I had the opportunity to care for a woman who had overdosed on Tricyclic antidepressants earlier this week. She is 33 and the mother of two. She is married and works in construction. She was prescribed the antidepressants because she was having trouble sleeping and was having flashbacks after a co-worker was killed working the same job that she does, but on a different shift. She said that she didn't really want to die, she just wanted to take a long sleep and have some time away from the pressures in her life.
When she came in to the ER she was barely conscious. Her heart rate was up and was accelerating. We were expecting her blood pressure to crash. She had a rash that covered her torso and she was agitated. These are all effects of tricyclic OD. Four of us had to hold her down to put an IV in her. Her husband helped. Then we gave her charcoal to drink, with a simple ultimatum, "Drink it or the four of us will hold you down again, force a tube up your nose and into your stomach and then we will pour the charcoal into you." She chose to drink the charcoal. I lied to her and told her that it didn't taste bad. I told her the truth, the Nasogastric tube hurts.
I knew that I was both lying to her and telling her the truth because I had been there. Not in the same ER; not having overdosed on tricyclics; not really for the same reasons. In March 1992, I took 26, 300-mg tablets of Lithium. I was talking to a girl that I had been seeing (and living with). Our relationship had ended, or was ending. The girl was in Vancouver. I was in Mississauga. She asked me what I was doing and, when I told her she asked to speak with my grandmother. My grandmother called my mother at work. My mother called "911", then came home. The police came to the house and one officer sat with me in the living room and told me how stupid he thought I was. Another officer spoke with my mother. My sister came home. I don't know who called her to tell her what was going on, but she knew. She ran at me; she was angry. The police officer that was speaking with my mother tackled my sister and every one went into the kitchen except the police officer who thought I was stupid and I. I was told that an ambulance was coming and that I had a choice. I could go with the paramedics peacefully or I could refuse and the police would take me to the hospital with force if necessary. I agreed to go with the paramedics. I was upset, not stupid. I read the information package that the pharmacist had given me when I bought the lithium. I could expect an itchy rash, palpitations, cardiac dysrhythmias, nausea and vomiting. The Drug Company was right.
When the paramedics arrived they did whatever it was that they did. I don't remember this clearly. My level of consciousness was changing. I vomited in the ambulance. The paramedics asked if the tablets were green. They were green and yellow. I arrived in the ER, and for the first and only time in my life did not have to wait to see a doctor. The doctor ordered the nurses to "pump my stomach". That is a misnomer. They don't "pump" anything. People held me down. I kicked one of them in the back of the head. More people held me down and they forced me to swallow a hose. I remember it being as big as a garden hose, but I looked at one when I was working my patient. A gastric tube is about as thick as my baby finger.

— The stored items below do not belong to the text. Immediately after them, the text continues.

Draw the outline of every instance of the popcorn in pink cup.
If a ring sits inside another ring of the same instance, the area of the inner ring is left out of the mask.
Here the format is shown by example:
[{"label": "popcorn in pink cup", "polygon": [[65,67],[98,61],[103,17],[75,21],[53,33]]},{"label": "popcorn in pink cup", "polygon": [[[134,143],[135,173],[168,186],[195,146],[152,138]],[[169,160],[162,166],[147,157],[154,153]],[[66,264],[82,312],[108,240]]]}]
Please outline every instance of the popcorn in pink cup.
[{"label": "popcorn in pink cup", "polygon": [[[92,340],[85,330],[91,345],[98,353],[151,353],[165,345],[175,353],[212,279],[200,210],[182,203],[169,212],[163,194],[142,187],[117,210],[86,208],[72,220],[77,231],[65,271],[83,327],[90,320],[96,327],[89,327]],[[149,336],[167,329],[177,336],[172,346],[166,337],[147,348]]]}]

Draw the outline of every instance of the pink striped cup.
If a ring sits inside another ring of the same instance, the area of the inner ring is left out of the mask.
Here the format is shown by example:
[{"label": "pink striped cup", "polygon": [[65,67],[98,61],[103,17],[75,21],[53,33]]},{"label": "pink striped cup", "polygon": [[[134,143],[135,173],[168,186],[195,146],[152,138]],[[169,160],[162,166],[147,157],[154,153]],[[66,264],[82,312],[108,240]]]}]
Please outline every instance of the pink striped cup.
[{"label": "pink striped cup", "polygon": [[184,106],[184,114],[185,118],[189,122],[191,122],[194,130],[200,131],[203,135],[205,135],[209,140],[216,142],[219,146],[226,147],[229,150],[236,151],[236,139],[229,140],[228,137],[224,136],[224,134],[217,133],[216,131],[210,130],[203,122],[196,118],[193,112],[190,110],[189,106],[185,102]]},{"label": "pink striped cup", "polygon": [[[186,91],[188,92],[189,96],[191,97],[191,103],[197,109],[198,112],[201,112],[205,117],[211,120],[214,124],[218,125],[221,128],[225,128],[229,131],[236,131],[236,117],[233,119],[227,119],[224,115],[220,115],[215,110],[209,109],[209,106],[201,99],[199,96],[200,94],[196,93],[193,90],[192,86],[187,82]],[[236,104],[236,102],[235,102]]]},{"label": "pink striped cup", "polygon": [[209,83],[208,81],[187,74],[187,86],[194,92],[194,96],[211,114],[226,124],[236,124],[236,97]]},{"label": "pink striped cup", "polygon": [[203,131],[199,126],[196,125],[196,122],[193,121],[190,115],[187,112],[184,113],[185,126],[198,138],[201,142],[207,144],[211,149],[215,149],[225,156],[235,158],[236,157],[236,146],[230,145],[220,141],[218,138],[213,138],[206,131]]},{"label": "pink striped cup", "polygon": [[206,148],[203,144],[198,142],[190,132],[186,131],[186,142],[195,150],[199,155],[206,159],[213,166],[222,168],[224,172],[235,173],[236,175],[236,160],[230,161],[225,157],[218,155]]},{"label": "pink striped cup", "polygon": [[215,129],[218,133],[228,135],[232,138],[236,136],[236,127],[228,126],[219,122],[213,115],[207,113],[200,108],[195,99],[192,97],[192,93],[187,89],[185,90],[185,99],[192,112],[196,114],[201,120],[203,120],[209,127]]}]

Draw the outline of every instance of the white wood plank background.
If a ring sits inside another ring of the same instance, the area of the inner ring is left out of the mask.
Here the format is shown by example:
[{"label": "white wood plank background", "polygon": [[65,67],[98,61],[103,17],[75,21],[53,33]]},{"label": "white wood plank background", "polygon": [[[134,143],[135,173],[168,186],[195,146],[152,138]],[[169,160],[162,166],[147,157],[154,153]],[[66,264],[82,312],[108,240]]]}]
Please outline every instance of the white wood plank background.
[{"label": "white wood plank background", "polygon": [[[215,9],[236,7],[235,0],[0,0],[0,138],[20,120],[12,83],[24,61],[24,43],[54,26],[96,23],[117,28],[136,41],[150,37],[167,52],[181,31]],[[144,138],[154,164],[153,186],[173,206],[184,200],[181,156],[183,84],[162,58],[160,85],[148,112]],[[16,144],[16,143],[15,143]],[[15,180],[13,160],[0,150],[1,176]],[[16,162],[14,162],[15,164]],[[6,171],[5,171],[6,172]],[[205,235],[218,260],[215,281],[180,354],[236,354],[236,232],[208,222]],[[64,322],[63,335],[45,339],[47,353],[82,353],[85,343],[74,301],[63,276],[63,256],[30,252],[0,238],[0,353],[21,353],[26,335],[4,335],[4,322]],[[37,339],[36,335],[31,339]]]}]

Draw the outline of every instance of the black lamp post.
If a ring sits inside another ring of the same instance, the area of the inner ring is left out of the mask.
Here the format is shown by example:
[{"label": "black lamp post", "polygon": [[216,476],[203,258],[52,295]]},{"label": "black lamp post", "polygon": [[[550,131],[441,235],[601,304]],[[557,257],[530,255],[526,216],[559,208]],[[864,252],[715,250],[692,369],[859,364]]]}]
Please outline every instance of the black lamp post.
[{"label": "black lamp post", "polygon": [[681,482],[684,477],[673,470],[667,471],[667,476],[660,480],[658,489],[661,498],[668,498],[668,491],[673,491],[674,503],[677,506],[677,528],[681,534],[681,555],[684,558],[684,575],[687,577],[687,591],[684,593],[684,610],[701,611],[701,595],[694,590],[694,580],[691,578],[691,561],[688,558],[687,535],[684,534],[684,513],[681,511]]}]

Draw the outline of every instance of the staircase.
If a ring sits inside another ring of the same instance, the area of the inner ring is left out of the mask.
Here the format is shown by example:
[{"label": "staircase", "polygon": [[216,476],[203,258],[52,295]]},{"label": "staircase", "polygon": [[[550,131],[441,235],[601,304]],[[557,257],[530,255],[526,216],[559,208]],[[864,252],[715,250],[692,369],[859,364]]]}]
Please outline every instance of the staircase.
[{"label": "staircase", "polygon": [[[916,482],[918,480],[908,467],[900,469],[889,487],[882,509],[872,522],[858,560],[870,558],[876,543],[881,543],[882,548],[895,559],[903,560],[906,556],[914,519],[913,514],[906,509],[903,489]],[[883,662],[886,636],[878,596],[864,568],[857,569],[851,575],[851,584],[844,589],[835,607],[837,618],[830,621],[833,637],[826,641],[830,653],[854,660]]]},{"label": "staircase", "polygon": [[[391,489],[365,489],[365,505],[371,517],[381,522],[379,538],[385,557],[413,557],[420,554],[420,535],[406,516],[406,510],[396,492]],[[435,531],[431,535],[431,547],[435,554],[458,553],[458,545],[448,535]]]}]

Once the tube was in the nurses poured normal saline into it. The saline filled my stomach until I vomited. Then they did it again, and again, until all that came out was clear. Then I drank the charcoal.
Charcoal is bland. It tastes like chalk, but with grit in it. It is black and it stains everything. Teeth, lips fingers, face, then later your bowels, and feces. It makes you flatulent and takes about three days to clear through your system.
I spent those three days in room on a cardiac monitor. Lithium causes abnormal heart rhythms, potentially lethal ones. Then I was transferred to an acute psychiatric floor, with big blue doors. This was partially by choice. The psychiatrist would have released me once I was medically cleared if I had pushed for it. I didn't. I wanted to stay in the hospital for a few days. It seemed like a safe place. I had scared my family and myself. I had a little room and could do pretty much as I pleased. I just had to follow the rules. I did and the psychiatrist removed any restrictions on me. My family visited and so did a few friends. For them I am grateful. As much as I had scared myself I think the blue doors scared them, but they came anyway. One friend told me to look around and then asked me "What the hell do you think you are doing?". That question stuck with me. The next day I asked to leave. The psychiatrist discharged me and I went home.
It took two years before I dated anyone after that. In the mean time I hung out with friends, worked and most importantly decided what I wanted from life. I went back to school.
My patient spent one day on a cardiac monitor in the ER, and then was transferred to a bed in the hall. She stayed there for two more days waiting to see a psychiatrist. Her family visited her in the hall. She agreed to stay because she wanted help. Her bed in the hall was just outside of the room with the cardiac monitors. I was the nurse responsible for the cardiac suite, on night shift, two days after her overdose. I had four patients to care for, but they were all stable and slept for most of the night. I spent most of the night standing in the doorway talking to someone who understood what I was saying, and whom I understood. It was a good night. I think I might have made a difference for her. I hope I have. I hope she learns as much about her as I did about myself. I hope she helps someone else who needs it.